The Agent-Human Operating System

I had a catch up with Philippe Chambadal of wand.ai recently (disclaimer: I am an investor, so take my objectivity in this with a pinch of salt). I was very interested in machine learning at the time (still am), and the original pitch from wand seemed to be a high percentage of ML projects at larger enterprises were failing, and that something far more efficient, easier and more transparent was needed. I think I understood this as an enterprise-capable, no-code environment for machine learning implementation (good job I am not in marketing...wait! damn...)
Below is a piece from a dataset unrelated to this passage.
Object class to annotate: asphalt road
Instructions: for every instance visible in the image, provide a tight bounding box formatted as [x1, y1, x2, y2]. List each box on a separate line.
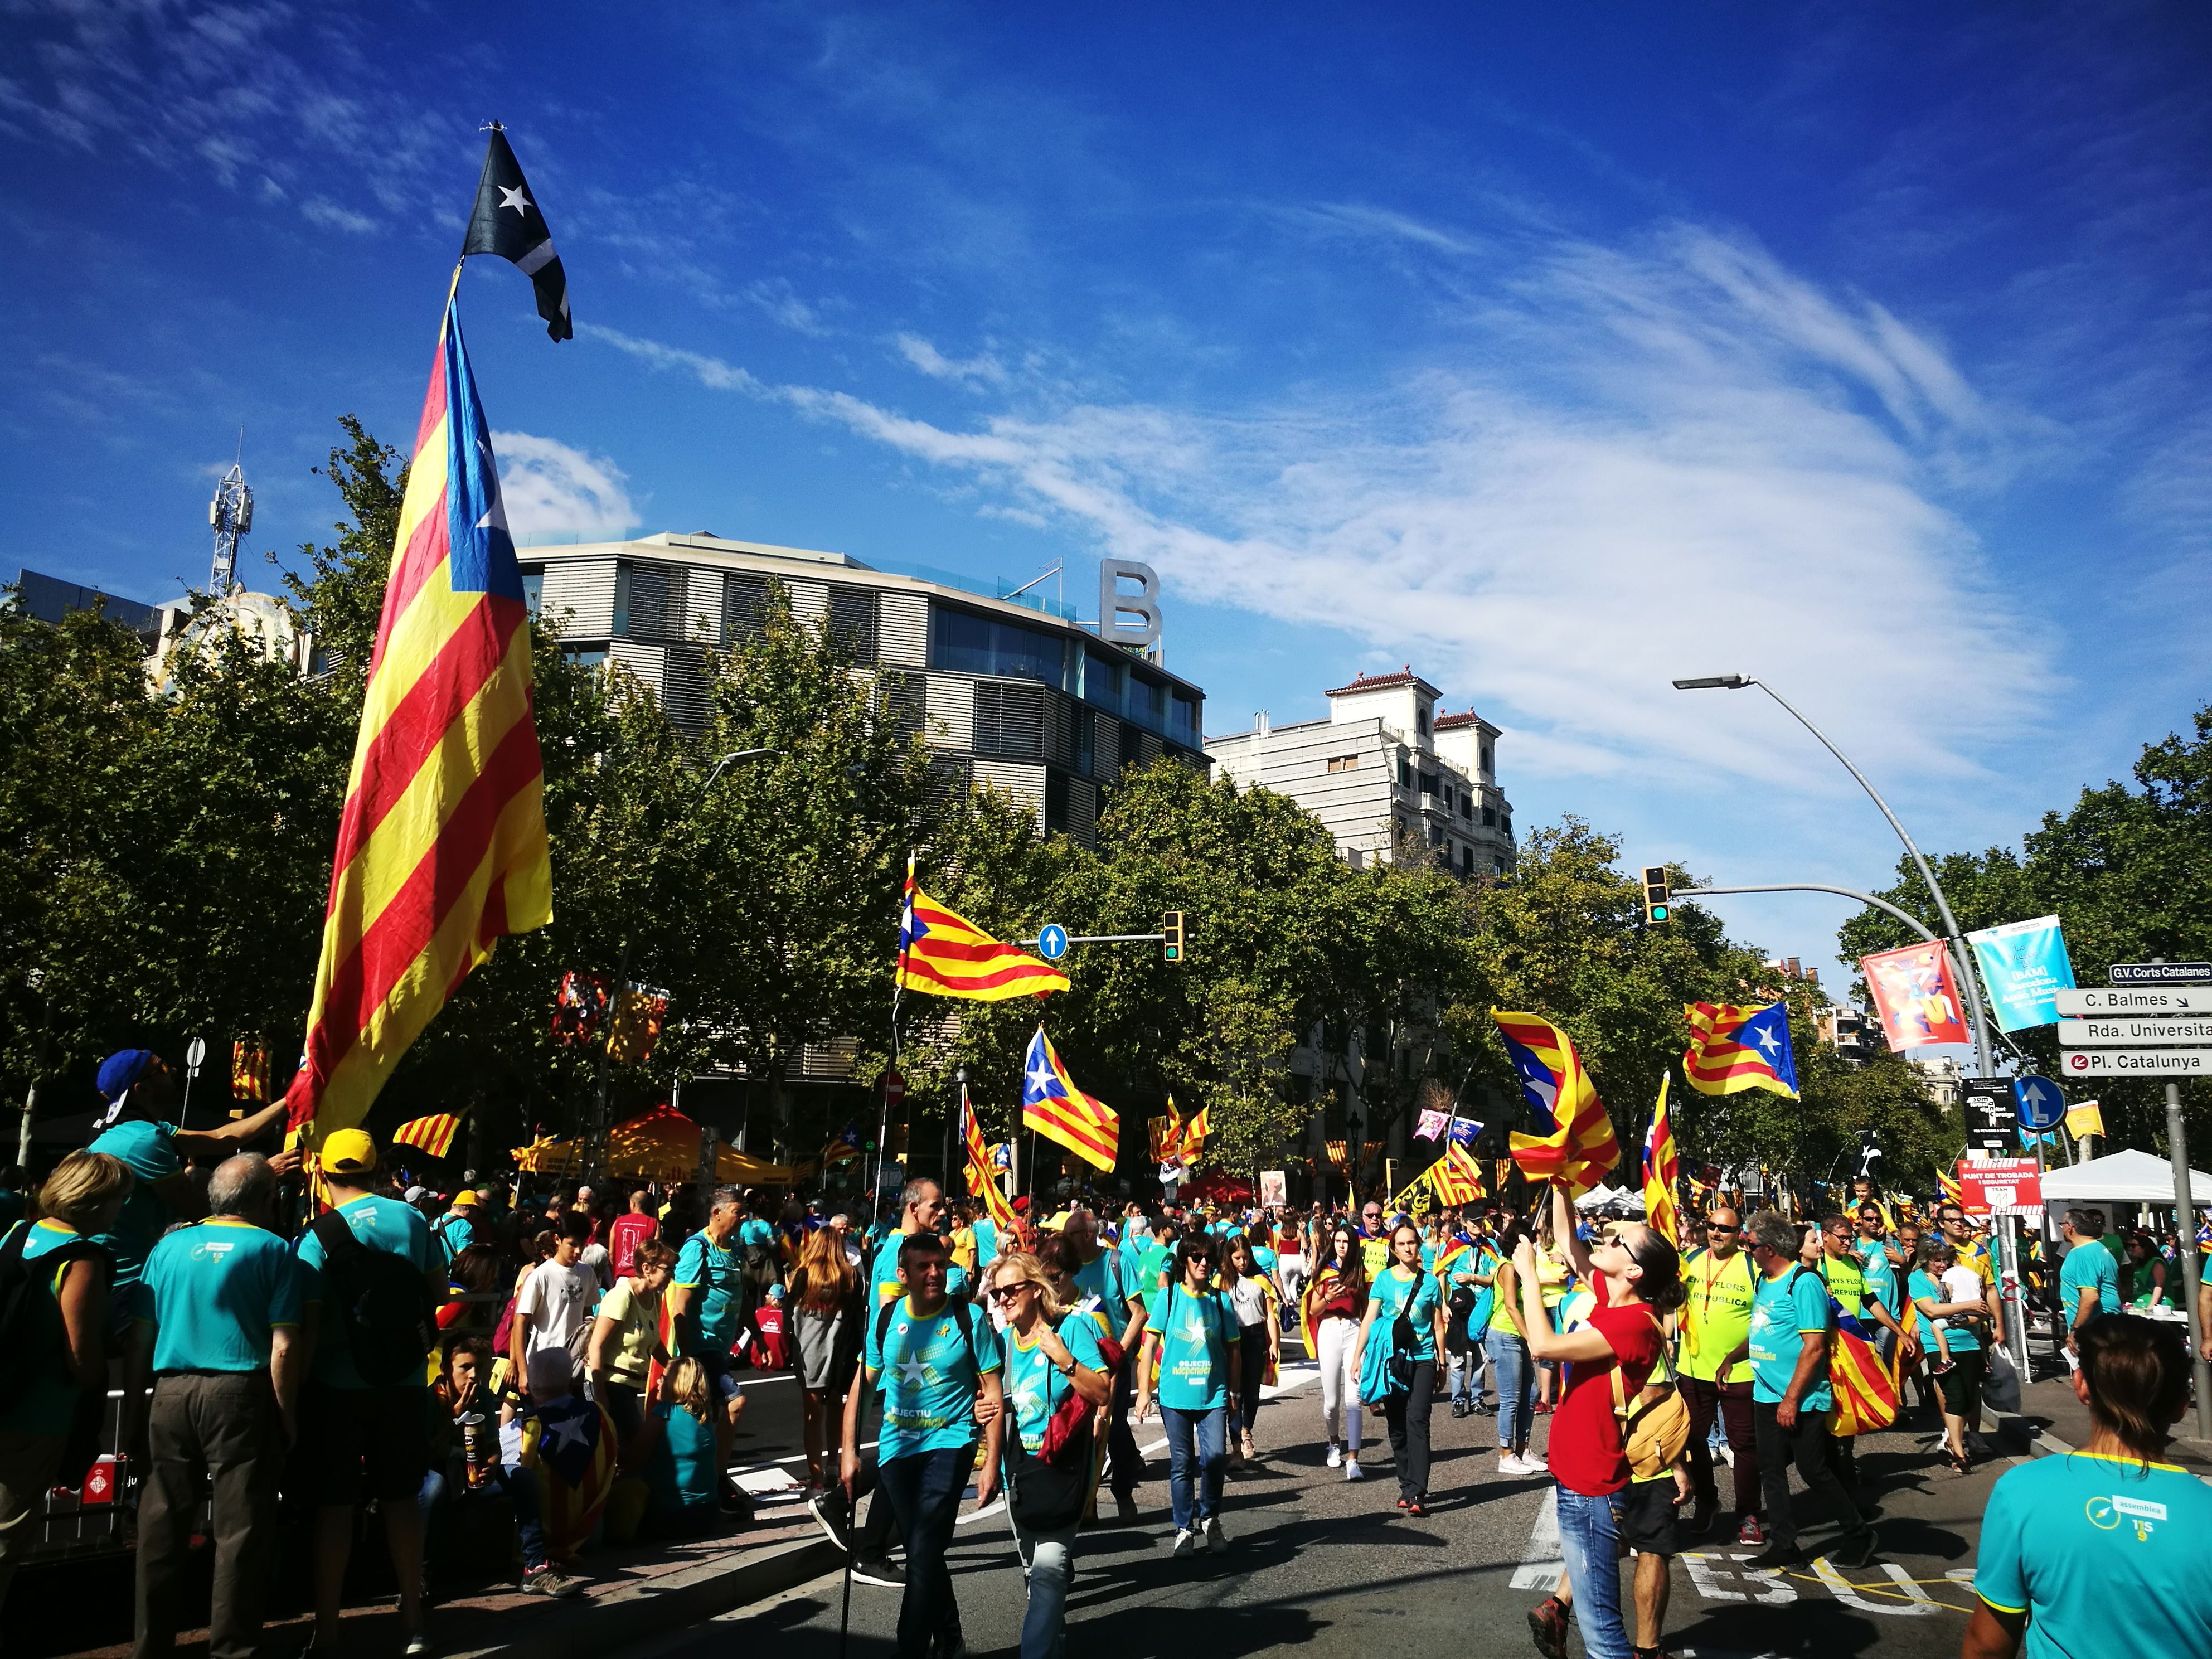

Fast forward a year or two (will AC/PC ever catch on for pre-ChatGPT and post-ChatGPT?) and I was kind of expecting their focus to have been knocked to one side, or at least drowned out by the frenzy of LLMs going mainstream. I was pleasantly surprised that rather than having to pivot to gain relevance and attention, what they have done seems to be natural enough evolution and expansion of the original premise, now focused on the enterprise-capable management of humans and AI agents applied to any task or process.
The bit that stood out for me is how hybrid really means hybrid. It’s not just “humans oversee, bots execute.” Wand have built things so agents can actually delegate back to humans when a workflow needs human judgment, context, or just plain common sense. That feels obvious once you hear it - of course there are points in a process where no LLM or rules engine can reliably decide - but very few platforms bake that two-way handshake in.
It’s a clever twist. In practice, it means you don’t end up with brittle, over-automated flows and processes that break the moment something ambiguous pops up. Instead, the agent says: “I’ve taken this as far as I can - hey Brian, can you approve this exception / call this client / check this figure?” It’s not about replacing people, it’s about structuring how humans and agents pass the baton in a way enterprises can trust and audit.
And again, talking of breaking things, not every agent here needs to be a hallucinogenic LLM. Some are deterministic, some are narrow ML, and some are just smart routing engines. But when any of them hits a fuzzy edge case, they can escalate to a human within the same operating model. That’s the difference between a toy demo and something you can actually run a business on.
There are plenty of agent orchestration frameworks around, especially given we are in the (marketing?) year of the "AI Agent", but I haven't seen anyone else take the same enterprise human-agent hybrid approach that wand has. So maybe its a case of a AI framework that knows when to ask a human - and shows more humility than many of us sometimes demonstrate at work.